Мара фыркнула и вернулась к готовке. Я наблюдала за тем, как Бен накладывает тонкие, как паутина, полоски отражающей пленки на стекло и разглаживает их медицинским шпателем.

Брайан шумно потребовал добавки и заерзал на стуле.

— Черт!.. — выругался Бен, когда одна из полосок пошла складками. Он отскреб бракованную полоску, использовав опасную бритву… Мне стало интересно, откуда такие берутся: в голове не укладывалось, что кто-то до сих пор ими бреется.

Я повернулась к Маре и Брайану, который извазюкался, просыпав на себя большую часть завтрака. Он играл в самолетики: как можно выше поднимал ложку над головой и только потом отправлял груз из вафель и яблочного соуса в рот. Я подумала, как нам повезло, что у него пока короткие ручки.

Наблюдая разыгравшийся спектакль, я спросила:

— Правда, что у детей особые отношения с Мглой?

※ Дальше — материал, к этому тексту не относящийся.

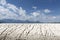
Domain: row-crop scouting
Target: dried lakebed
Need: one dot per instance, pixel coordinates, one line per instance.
(30, 31)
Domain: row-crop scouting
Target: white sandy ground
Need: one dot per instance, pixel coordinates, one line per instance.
(29, 31)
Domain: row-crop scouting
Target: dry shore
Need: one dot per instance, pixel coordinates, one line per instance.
(30, 31)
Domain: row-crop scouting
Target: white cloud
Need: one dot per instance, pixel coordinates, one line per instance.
(10, 11)
(3, 2)
(37, 13)
(34, 7)
(47, 11)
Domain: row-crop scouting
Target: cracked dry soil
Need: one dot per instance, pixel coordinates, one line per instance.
(29, 32)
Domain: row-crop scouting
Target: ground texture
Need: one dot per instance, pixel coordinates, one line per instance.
(30, 31)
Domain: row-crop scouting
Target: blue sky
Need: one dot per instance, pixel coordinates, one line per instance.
(40, 4)
(32, 10)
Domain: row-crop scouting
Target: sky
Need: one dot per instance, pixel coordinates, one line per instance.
(31, 10)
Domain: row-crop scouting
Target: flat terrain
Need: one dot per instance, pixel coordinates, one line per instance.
(30, 31)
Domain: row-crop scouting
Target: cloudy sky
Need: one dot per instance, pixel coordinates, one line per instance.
(31, 10)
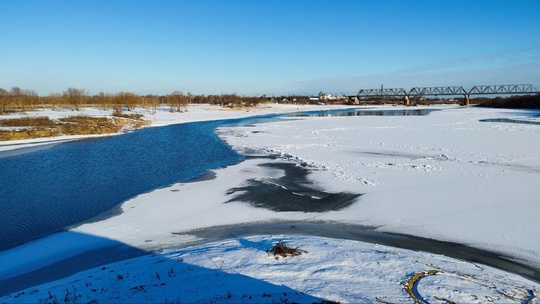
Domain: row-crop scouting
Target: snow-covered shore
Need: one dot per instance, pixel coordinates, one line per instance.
(446, 176)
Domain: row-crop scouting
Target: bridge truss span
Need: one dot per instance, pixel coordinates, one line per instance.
(503, 89)
(449, 91)
(434, 91)
(382, 92)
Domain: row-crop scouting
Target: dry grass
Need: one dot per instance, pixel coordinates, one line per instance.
(282, 250)
(39, 127)
(410, 285)
(39, 121)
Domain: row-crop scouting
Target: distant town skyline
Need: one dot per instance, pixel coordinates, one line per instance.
(273, 48)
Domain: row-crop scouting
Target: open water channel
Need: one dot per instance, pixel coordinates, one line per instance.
(51, 189)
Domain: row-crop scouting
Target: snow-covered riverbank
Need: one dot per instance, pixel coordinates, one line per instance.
(444, 176)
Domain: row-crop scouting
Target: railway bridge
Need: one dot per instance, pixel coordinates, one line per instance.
(512, 89)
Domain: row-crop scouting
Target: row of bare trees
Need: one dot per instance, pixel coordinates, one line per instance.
(17, 99)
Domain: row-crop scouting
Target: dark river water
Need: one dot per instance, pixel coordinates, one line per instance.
(48, 190)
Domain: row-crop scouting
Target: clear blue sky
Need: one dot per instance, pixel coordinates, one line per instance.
(266, 47)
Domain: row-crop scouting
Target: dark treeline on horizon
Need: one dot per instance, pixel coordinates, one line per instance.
(17, 99)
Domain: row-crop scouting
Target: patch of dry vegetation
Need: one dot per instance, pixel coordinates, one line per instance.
(283, 251)
(39, 127)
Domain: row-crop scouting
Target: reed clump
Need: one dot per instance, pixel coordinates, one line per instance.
(40, 127)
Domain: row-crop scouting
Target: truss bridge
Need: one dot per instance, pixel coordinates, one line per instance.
(513, 89)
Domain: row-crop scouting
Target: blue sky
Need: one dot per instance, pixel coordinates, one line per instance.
(274, 47)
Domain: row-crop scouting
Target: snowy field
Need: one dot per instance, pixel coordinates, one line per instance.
(445, 176)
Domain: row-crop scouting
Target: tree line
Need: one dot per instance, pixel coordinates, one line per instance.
(17, 99)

Дэнзигеры ответили не сразу. В глазах Бена мелькнуло любопытство, Мара же выглядела удивленной.

— Ну, конечно, — сказала Мара и посмотрела на Бена.

Тот кивнул, вновь погрузившись в работу.

— Определенно. Дети воспринимают мир иначе. Известно, что детский мозг до определенного возраста отличается от мозга взрослого, организм не вырабатывает некоторых гормонов, задействованы другие физические и умственные процессы.

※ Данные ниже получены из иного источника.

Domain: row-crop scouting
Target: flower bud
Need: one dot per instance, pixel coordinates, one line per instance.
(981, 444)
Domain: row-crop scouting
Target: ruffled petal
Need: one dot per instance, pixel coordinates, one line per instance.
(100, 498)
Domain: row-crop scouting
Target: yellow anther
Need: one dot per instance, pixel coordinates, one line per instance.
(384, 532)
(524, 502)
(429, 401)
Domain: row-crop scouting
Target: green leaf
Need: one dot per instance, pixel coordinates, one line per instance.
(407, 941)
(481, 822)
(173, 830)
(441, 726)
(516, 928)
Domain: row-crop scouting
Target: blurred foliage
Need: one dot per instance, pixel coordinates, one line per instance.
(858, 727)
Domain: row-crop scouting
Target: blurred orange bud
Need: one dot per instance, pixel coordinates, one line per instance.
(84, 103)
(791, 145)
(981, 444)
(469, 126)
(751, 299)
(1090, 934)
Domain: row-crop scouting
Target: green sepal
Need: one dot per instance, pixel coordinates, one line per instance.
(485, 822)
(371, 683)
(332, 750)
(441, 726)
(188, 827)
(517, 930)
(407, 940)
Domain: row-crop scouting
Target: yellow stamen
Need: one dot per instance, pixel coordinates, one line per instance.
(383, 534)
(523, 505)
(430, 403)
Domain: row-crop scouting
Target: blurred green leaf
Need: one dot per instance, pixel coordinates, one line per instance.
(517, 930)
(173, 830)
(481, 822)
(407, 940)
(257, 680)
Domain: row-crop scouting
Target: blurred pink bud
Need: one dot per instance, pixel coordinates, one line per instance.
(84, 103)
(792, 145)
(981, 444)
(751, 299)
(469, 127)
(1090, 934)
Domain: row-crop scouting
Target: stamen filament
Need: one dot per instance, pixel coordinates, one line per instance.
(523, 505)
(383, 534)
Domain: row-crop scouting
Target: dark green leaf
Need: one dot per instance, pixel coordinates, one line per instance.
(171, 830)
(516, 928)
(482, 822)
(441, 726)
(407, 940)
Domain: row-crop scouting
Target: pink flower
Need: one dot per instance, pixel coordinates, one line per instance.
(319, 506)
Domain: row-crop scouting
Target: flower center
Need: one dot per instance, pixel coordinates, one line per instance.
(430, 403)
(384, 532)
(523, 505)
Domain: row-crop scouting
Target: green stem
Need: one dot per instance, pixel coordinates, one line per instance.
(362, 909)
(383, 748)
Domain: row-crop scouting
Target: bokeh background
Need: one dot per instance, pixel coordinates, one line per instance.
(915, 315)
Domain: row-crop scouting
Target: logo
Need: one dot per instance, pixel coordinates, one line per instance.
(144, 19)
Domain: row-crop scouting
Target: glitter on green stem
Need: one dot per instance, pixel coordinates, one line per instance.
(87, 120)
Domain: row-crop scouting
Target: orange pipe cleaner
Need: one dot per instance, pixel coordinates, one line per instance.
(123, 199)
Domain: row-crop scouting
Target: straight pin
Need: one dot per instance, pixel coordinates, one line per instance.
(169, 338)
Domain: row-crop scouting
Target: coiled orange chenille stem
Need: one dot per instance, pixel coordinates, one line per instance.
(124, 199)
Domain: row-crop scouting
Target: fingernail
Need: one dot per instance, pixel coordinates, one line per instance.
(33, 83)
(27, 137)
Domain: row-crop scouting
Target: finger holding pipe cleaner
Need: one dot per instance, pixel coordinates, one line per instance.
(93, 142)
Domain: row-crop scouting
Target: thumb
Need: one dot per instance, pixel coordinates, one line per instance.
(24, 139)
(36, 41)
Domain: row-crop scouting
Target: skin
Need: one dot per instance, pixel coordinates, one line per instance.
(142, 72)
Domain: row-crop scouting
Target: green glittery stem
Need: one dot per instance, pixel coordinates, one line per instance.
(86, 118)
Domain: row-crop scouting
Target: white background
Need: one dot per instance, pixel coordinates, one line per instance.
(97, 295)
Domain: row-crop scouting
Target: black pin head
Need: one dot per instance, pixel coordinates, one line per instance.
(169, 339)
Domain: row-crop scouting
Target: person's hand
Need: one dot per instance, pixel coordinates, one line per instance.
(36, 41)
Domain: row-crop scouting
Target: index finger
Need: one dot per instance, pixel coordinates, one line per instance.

— Младенцы до пяти месяцев не обладают пространственным зрением, и кто знает, что они видят, пока глаза учатся воспринимать образы? — добавила Мара, пытаясь вытереть лицо своему отпрыску. — Не вертись! Ты мальчик или червячок?

— Чир-рвяк!

Она вздернула брови.

— Червяк, говоришь? Посадить тебя в грязь? Может, пожуешь землицы вместо завтрака? У нас есть вкусненькая рыбная требуха… М-м, вкусняшка. А рыбу скушаем мы с папой.

— Не-е! — Глаза Брайана округлились от ужаса.

— Не хочешь?.. Ну так и быть. Сиди смирно и не вертись, а я попробую найти твое лицо под слоем еды… — Брайан зажмурился и поджал губы, подставляя матери заляпанную мордашку. Та воспользовалась минутным затишьем, чтобы продолжить рассказ: — Да, судя по всему, дети гораздо лучше видят Мглу, чем взрослые.

— В теории, — подхватил Бен, — восприятие Мглы контролируют определенные фильтры в мозгу. Часть фильтров дана нам при рождении, а часть включается по мере приобщения к социуму. Большинство людей видели бы гораздо больше, если бы не культурные условности. Мы фокусируем внимание на определенных вещах, поскольку в современном обществе существует слишком много раздражителей и мозг пытается как-то с ними справиться. Мы довольно быстро перестаем видеть некоторые вещи, только потому что не должны их видеть по мнению других. Лишь полные упрямцы или люди, чей фильтр функционирует неправильно, упорно продолжают видеть то, чего не существует для остального мира. Так вот, согласно моей теории, есть некая неисследованная часть мозга, которая отвечает за так называемую глубину фильтра Мглы и его наличие. Понимаешь, это объяснило бы, почему некоторые, вроде меня, не могут видеть Мглу, хотя я годами пытаюсь отключить фильтры. Большинство людей буквально слепы в этом смысле, как дальтоники слепы в отношении цветов.

Почистив сына, Мара протянула ему кусок вафли.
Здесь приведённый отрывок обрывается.